Les conseils scolaires espèrent ainsi accroître le nombre d’élèves ayants droit. Une définition plus large permettrait également aux agences fournissant des services en français d’agir en fonction de données chiffrées réactualisées. Elle contribuerait enfin, espère-t-on, à une meilleure rétention des immigrants francophones et à freiner l’assimilation.
Une promesse du ministère
Après le revirement gouvernemental sur la création l’Université de l’Ontario français, le député de Mushkegowuk-Baie James ambitionne de faire plier la majorité au pouvoir, rappelant la promesse faite par la ministre des Affaires francophones, il y a un an, de revoir la Loi.
Les chances d’aboutir sont minces mais « c’est une obligation et une responsabilité de faire avancer ce dossier », insiste le parlementaire. « La communauté a évolué. Il est grand temps de changer la Loi. »
Pour Carol Jolin, président de l’Assemblée de la francophonie de l’Ontario (AFO), cette annonce a le mérite de « mettre dans l’air public le besoin d’une réforme. C’est la suite d’un travail en étroite collaboration entre l’AFO et l’AJEFO (Association des juristes d’expression française de l’Ontario) », dit-il.
Les deux organisations ont travaillé au sein d’un comité pour littéralement réécrire la loi. « On a fait un gros travail de défrichage. On est en train de finaliser le texte. Il y aura le libellé exact et ça sera présenté lors de notre congrès, fin octobre, puis approuvé lors de notre AGA. Ça deviendra notre document politique qu’on présentera à Mme Mulroney. »
Une seconde tentative dans l’opposition
Le projet de loi de M. Bourgouin reste très proche de celui déposé par l’ancienne députée libérale, Nathalie Des Rosiers, au printemps dernier. Ce dernier proposait déjà de rétablir le commissariat aux services en français indépendant, mais prévoyait aussi de contraindre l’Assemblée législative, les tribunaux et les municipalités à fonctionner dans les deux langues officielles et avec des règlements qui seraient bilingues.
« Les libéraux ont eu quinze ans au pouvoir pour moderniser la loi », a fustigé M. Bourgouin. « Ils ont attendu la dernière minute de la dernière journée à l’Assemblée pour bouger. L’université, c’est la même chose. Ils ont eu quinze ans et ils ont fait une annonce cinq jours avant les dernières élections. »
Les francophones ont besoin de gens qui fassent avancer leur dossier, a martelé le député du nord qui espère présenter son projet le plus rapidement possible.

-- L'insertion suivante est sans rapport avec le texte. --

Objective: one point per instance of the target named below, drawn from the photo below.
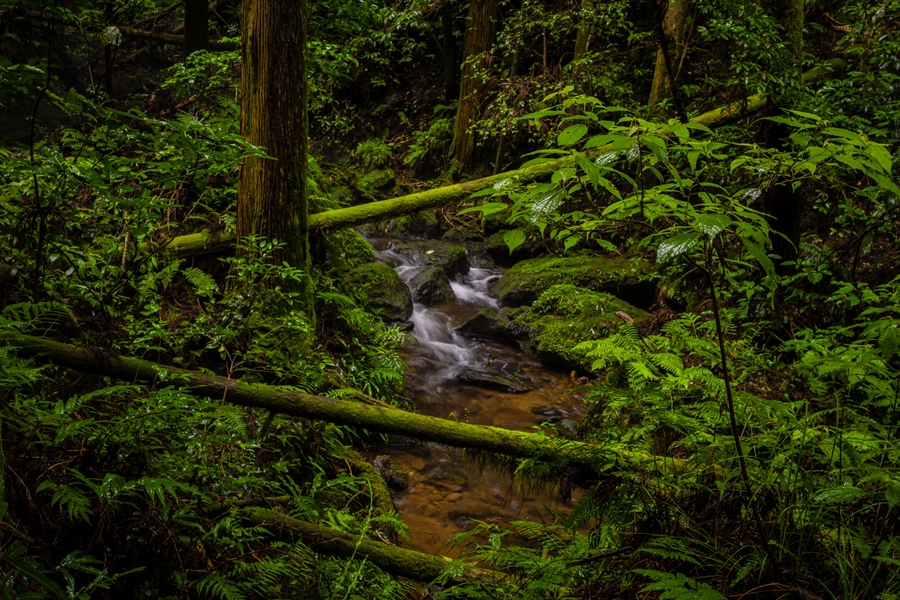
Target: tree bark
(377, 419)
(673, 32)
(481, 32)
(196, 26)
(448, 43)
(272, 194)
(203, 243)
(391, 559)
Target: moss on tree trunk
(378, 419)
(272, 195)
(481, 32)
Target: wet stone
(431, 286)
(393, 476)
(492, 381)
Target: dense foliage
(766, 387)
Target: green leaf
(514, 239)
(572, 134)
(676, 246)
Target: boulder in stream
(450, 256)
(565, 316)
(628, 278)
(383, 289)
(487, 324)
(494, 381)
(431, 286)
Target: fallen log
(391, 559)
(377, 419)
(353, 216)
(34, 16)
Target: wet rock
(487, 324)
(383, 289)
(345, 250)
(431, 286)
(393, 476)
(375, 181)
(565, 316)
(498, 250)
(492, 381)
(548, 411)
(450, 256)
(629, 279)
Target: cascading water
(447, 493)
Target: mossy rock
(383, 290)
(487, 324)
(450, 256)
(431, 286)
(565, 316)
(628, 278)
(345, 250)
(373, 182)
(423, 225)
(498, 250)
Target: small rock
(492, 381)
(487, 323)
(431, 286)
(393, 476)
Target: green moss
(566, 315)
(631, 278)
(383, 290)
(422, 224)
(347, 250)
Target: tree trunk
(391, 559)
(204, 242)
(448, 43)
(585, 29)
(196, 26)
(272, 194)
(782, 202)
(481, 32)
(377, 419)
(672, 35)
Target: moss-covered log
(406, 205)
(378, 419)
(394, 560)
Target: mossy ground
(566, 315)
(527, 280)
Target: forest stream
(448, 493)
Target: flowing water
(447, 494)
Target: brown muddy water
(447, 492)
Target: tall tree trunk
(481, 32)
(782, 202)
(196, 26)
(272, 194)
(672, 35)
(448, 43)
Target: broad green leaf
(572, 134)
(514, 238)
(676, 246)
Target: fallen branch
(377, 419)
(129, 32)
(398, 561)
(353, 216)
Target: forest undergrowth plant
(736, 446)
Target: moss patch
(346, 250)
(628, 278)
(566, 315)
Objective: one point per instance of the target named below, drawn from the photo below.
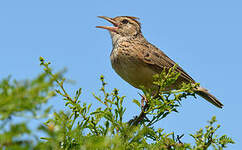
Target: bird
(136, 60)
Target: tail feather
(209, 97)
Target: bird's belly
(134, 72)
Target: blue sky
(204, 37)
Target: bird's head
(124, 26)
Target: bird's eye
(125, 21)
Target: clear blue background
(204, 37)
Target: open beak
(114, 29)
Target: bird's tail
(209, 97)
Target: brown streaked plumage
(136, 60)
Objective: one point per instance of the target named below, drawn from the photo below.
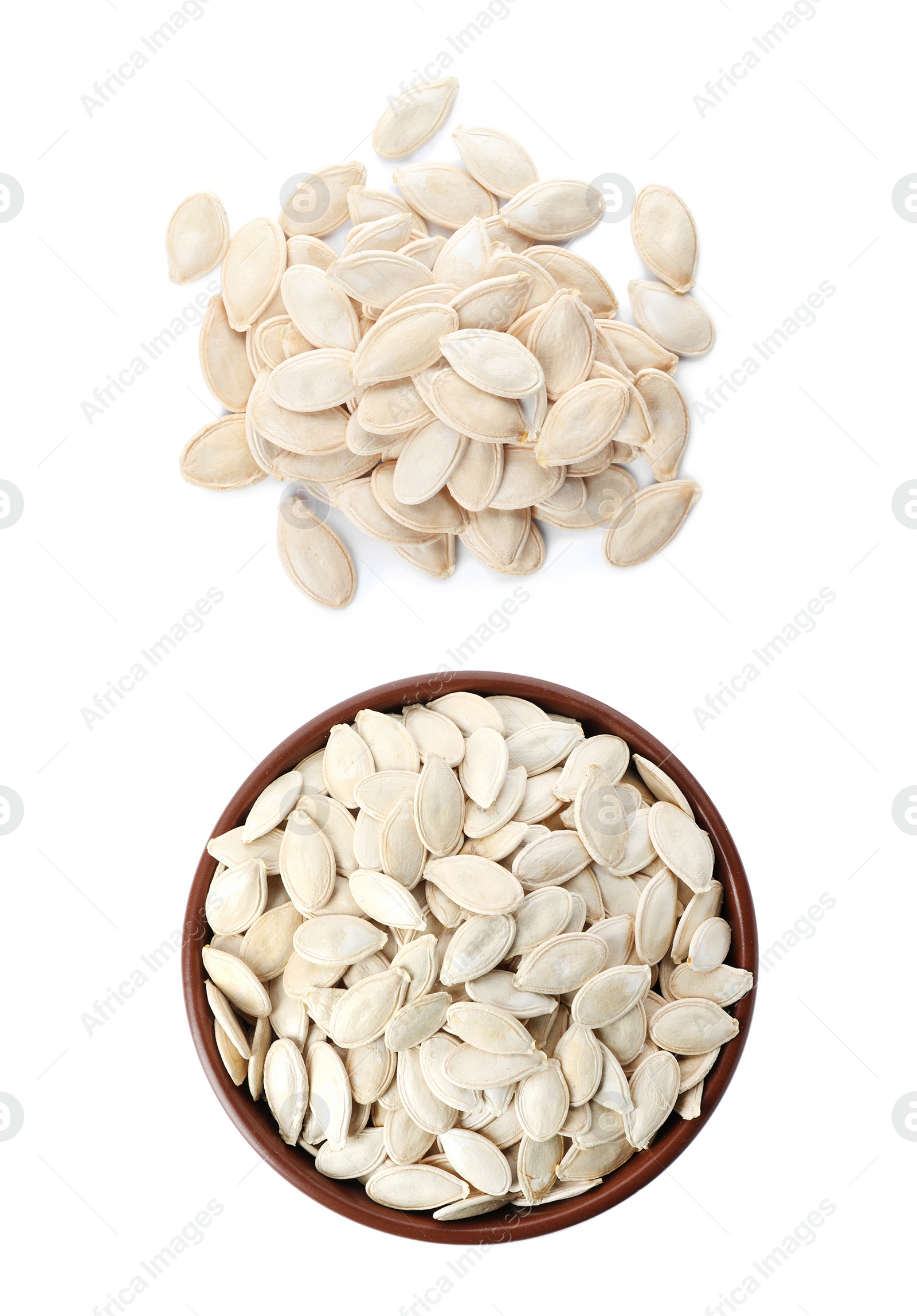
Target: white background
(790, 179)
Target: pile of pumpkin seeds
(470, 956)
(456, 370)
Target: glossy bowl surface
(254, 1120)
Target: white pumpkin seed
(575, 273)
(477, 947)
(655, 1087)
(665, 236)
(444, 194)
(493, 158)
(337, 939)
(656, 919)
(492, 361)
(438, 807)
(252, 270)
(236, 982)
(330, 1094)
(561, 964)
(415, 1188)
(197, 239)
(478, 885)
(692, 1025)
(554, 211)
(413, 118)
(682, 845)
(319, 204)
(323, 314)
(403, 344)
(724, 986)
(675, 320)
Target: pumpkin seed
(466, 408)
(490, 1028)
(550, 860)
(661, 784)
(496, 989)
(656, 919)
(217, 457)
(319, 310)
(541, 747)
(236, 982)
(312, 556)
(413, 118)
(403, 344)
(492, 361)
(665, 236)
(438, 807)
(468, 1067)
(702, 907)
(724, 986)
(269, 943)
(611, 994)
(582, 421)
(337, 939)
(475, 948)
(475, 884)
(252, 270)
(710, 945)
(224, 361)
(655, 1087)
(682, 845)
(286, 1087)
(561, 964)
(554, 211)
(330, 1094)
(362, 1013)
(539, 1162)
(575, 273)
(581, 1060)
(415, 1188)
(648, 521)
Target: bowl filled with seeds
(470, 957)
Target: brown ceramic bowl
(254, 1120)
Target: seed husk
(197, 239)
(319, 204)
(675, 320)
(413, 118)
(665, 236)
(648, 521)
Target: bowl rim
(510, 1223)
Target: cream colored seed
(433, 354)
(404, 987)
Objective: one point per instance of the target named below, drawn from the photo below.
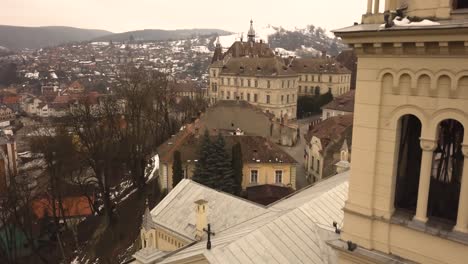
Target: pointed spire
(147, 219)
(251, 34)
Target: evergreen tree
(237, 166)
(201, 174)
(221, 164)
(177, 173)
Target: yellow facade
(422, 72)
(311, 84)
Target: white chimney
(201, 214)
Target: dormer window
(460, 4)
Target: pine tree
(201, 174)
(224, 177)
(237, 166)
(177, 173)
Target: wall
(266, 174)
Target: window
(253, 176)
(408, 169)
(447, 171)
(279, 176)
(459, 4)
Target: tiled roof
(317, 65)
(343, 103)
(293, 230)
(257, 66)
(255, 149)
(330, 129)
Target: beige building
(250, 71)
(327, 150)
(263, 161)
(341, 105)
(321, 75)
(408, 192)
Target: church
(405, 198)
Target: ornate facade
(408, 194)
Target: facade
(328, 146)
(321, 75)
(341, 105)
(250, 71)
(408, 193)
(264, 162)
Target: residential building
(263, 161)
(293, 230)
(341, 105)
(321, 75)
(408, 194)
(8, 161)
(251, 72)
(327, 144)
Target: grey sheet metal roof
(293, 230)
(444, 24)
(177, 210)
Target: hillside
(159, 34)
(16, 38)
(302, 42)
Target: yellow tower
(408, 192)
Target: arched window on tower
(447, 170)
(460, 4)
(409, 164)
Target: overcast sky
(126, 15)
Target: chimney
(202, 220)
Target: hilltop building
(408, 193)
(251, 71)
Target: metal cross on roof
(208, 231)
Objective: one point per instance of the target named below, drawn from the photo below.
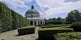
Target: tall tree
(73, 16)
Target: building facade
(33, 17)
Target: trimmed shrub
(47, 33)
(68, 36)
(26, 30)
(76, 26)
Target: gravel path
(11, 35)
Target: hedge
(47, 33)
(10, 19)
(26, 30)
(68, 36)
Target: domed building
(33, 17)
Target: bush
(47, 33)
(26, 30)
(76, 26)
(68, 36)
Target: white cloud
(0, 0)
(18, 5)
(57, 6)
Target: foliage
(76, 26)
(68, 36)
(10, 19)
(48, 33)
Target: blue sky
(46, 8)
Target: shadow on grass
(23, 34)
(47, 38)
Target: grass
(69, 36)
(27, 27)
(56, 28)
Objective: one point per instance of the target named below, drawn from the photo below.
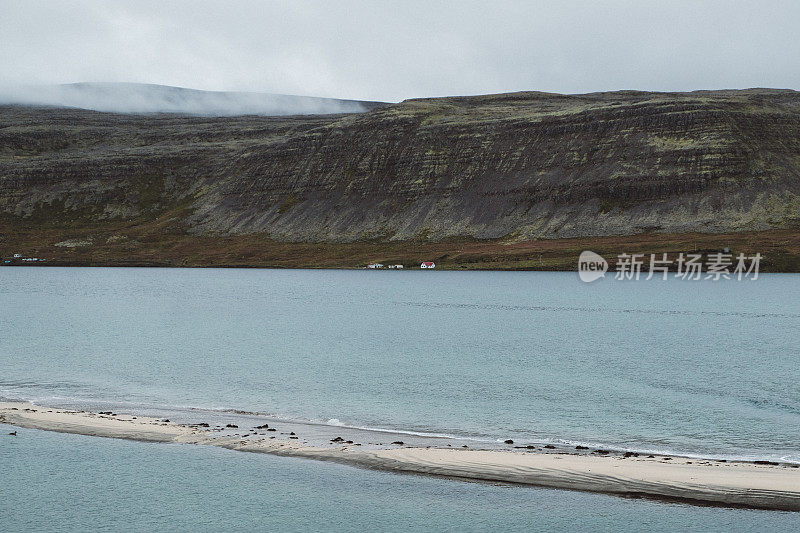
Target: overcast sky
(402, 49)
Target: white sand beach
(761, 486)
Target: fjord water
(690, 367)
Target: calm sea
(706, 368)
(699, 368)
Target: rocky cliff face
(513, 166)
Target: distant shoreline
(764, 485)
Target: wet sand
(743, 484)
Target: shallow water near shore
(694, 368)
(64, 482)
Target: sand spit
(741, 484)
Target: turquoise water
(688, 367)
(59, 482)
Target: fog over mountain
(149, 98)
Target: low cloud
(147, 98)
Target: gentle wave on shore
(695, 369)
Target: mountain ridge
(506, 168)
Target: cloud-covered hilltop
(506, 168)
(148, 98)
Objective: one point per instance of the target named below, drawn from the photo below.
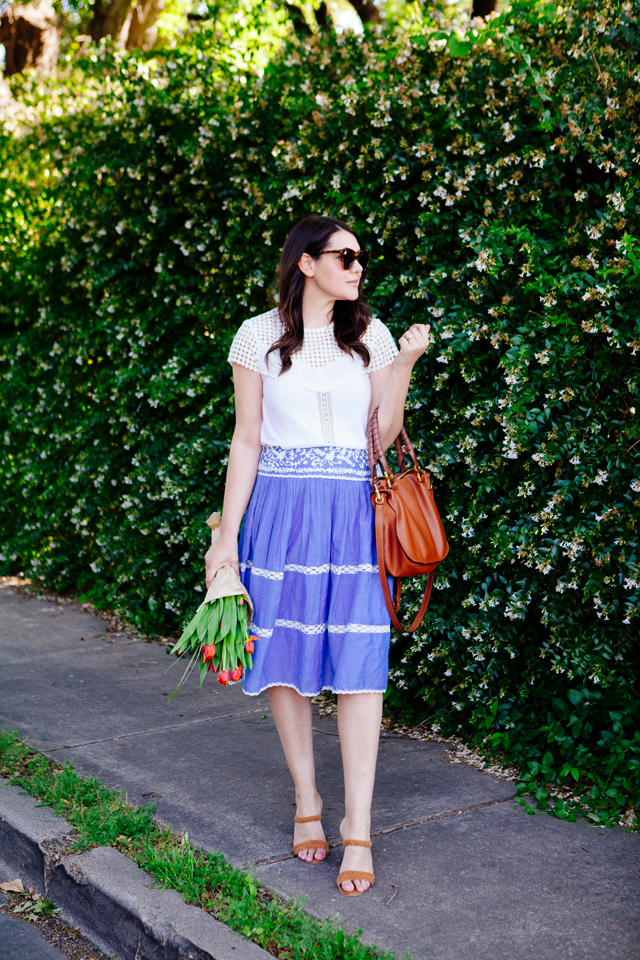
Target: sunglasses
(348, 257)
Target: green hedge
(498, 191)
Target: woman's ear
(307, 265)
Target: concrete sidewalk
(462, 873)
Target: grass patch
(102, 817)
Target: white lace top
(323, 399)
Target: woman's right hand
(224, 552)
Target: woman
(307, 376)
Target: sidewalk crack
(145, 733)
(334, 842)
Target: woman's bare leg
(359, 716)
(292, 714)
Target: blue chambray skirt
(308, 560)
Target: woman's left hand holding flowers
(414, 342)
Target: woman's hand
(224, 552)
(413, 343)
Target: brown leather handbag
(410, 538)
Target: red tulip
(208, 652)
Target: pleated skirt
(308, 560)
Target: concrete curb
(106, 895)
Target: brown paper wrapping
(226, 582)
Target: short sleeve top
(324, 398)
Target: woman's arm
(241, 471)
(390, 385)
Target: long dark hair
(350, 317)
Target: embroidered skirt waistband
(316, 463)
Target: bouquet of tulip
(217, 638)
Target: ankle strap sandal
(311, 844)
(354, 874)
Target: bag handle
(376, 453)
(402, 443)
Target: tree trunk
(367, 11)
(482, 8)
(31, 37)
(143, 28)
(109, 19)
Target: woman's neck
(317, 308)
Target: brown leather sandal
(354, 874)
(311, 844)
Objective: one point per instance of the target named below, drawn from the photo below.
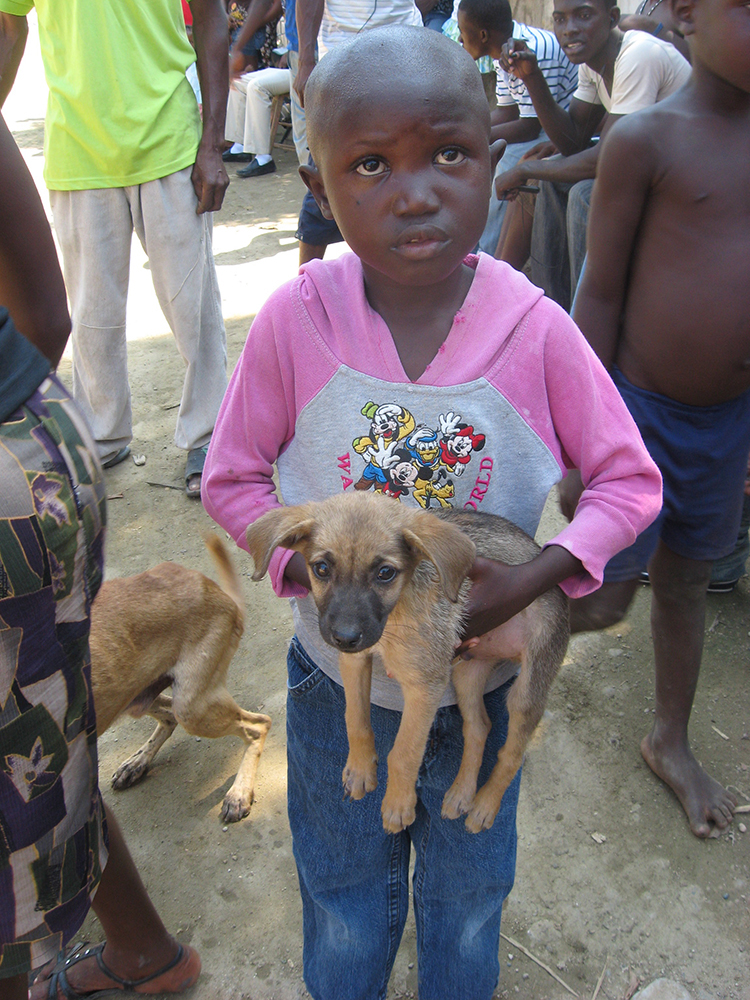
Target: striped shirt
(343, 19)
(559, 72)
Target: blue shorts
(313, 228)
(702, 454)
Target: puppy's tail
(229, 581)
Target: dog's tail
(229, 581)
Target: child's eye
(370, 167)
(449, 157)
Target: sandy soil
(641, 899)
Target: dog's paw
(130, 772)
(359, 780)
(483, 810)
(457, 801)
(398, 813)
(234, 807)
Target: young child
(438, 378)
(665, 308)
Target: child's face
(719, 33)
(582, 28)
(471, 37)
(405, 171)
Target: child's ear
(684, 14)
(497, 150)
(311, 176)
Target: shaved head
(351, 79)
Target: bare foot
(708, 805)
(85, 975)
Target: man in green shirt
(125, 149)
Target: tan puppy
(390, 580)
(174, 626)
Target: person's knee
(677, 580)
(602, 609)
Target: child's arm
(624, 176)
(255, 422)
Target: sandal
(60, 987)
(194, 471)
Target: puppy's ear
(288, 527)
(447, 547)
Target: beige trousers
(95, 230)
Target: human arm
(618, 200)
(259, 13)
(309, 15)
(13, 33)
(31, 284)
(560, 169)
(209, 176)
(507, 123)
(498, 591)
(570, 130)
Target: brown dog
(174, 626)
(391, 580)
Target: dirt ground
(610, 882)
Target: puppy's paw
(398, 812)
(234, 807)
(359, 779)
(130, 772)
(483, 811)
(457, 801)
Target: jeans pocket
(303, 675)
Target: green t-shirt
(120, 108)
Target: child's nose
(416, 196)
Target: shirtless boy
(663, 306)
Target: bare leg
(678, 610)
(514, 244)
(137, 941)
(606, 606)
(311, 251)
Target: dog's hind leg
(134, 768)
(469, 678)
(525, 709)
(421, 702)
(217, 714)
(360, 774)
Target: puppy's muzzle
(352, 621)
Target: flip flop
(59, 985)
(194, 471)
(117, 457)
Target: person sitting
(486, 26)
(248, 123)
(619, 72)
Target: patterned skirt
(52, 830)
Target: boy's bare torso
(686, 323)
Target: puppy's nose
(347, 637)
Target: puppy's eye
(387, 574)
(449, 157)
(321, 569)
(371, 166)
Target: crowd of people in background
(452, 147)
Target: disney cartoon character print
(405, 458)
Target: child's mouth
(418, 244)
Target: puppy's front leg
(360, 774)
(421, 701)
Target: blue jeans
(354, 876)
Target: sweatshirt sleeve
(596, 434)
(255, 423)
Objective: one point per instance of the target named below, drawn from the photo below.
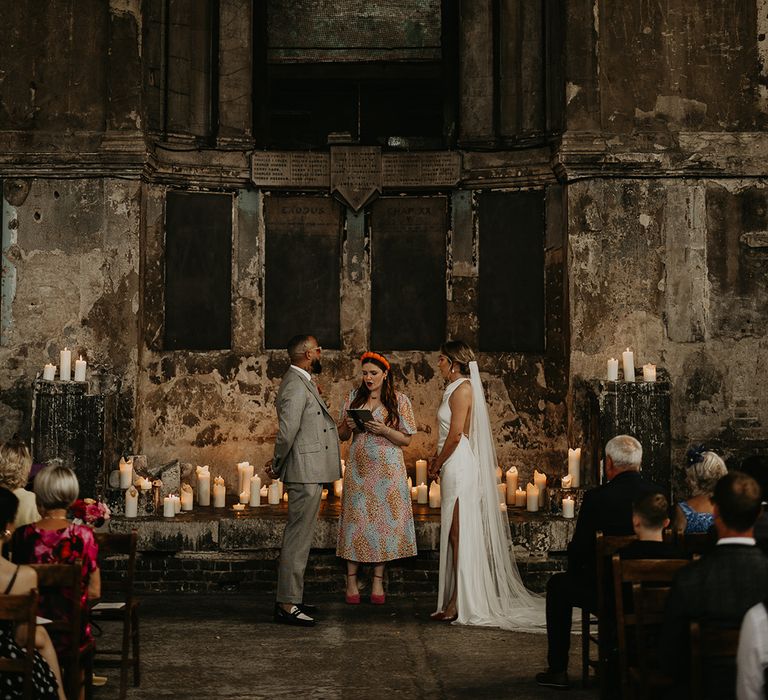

Son texte devra d’abord être ratifié par son caucus.
Plusieurs réactions positives
« Depuis décembre 2018, on est sur une grosse vague sur laquelle il faut surfer. En rétablissant le Commissariat, les Franco-Torontois auraient un défenseur proactif pour assurer la protection de leurs droits et pour appuyer l’épanouissement des services de langue française dans la région », est convaincu Serge Paul, le président de l’Association des communautés francophones de l’Ontario (ACFO) Toronto.
« La modernisation de la Loi permettra d’élargir l’espace francophone et assurera un avenir en français à nos élèves », selon la présidente du conseil scolaire MonAvenir, Melinda Chartrand.
« Il reste encore du travail à faire puisqu’il y a toujours plusieurs régions non désignées où les communautés sont assimilées faute de services en français », ajoute son homologue du Conseil scolaire Viamonde, Sylvie Landry. « Nous devons avoir notre mot à dire lorsqu’il est question de notre langue et de notre culture, et nous assurer que nous sommes protégés ».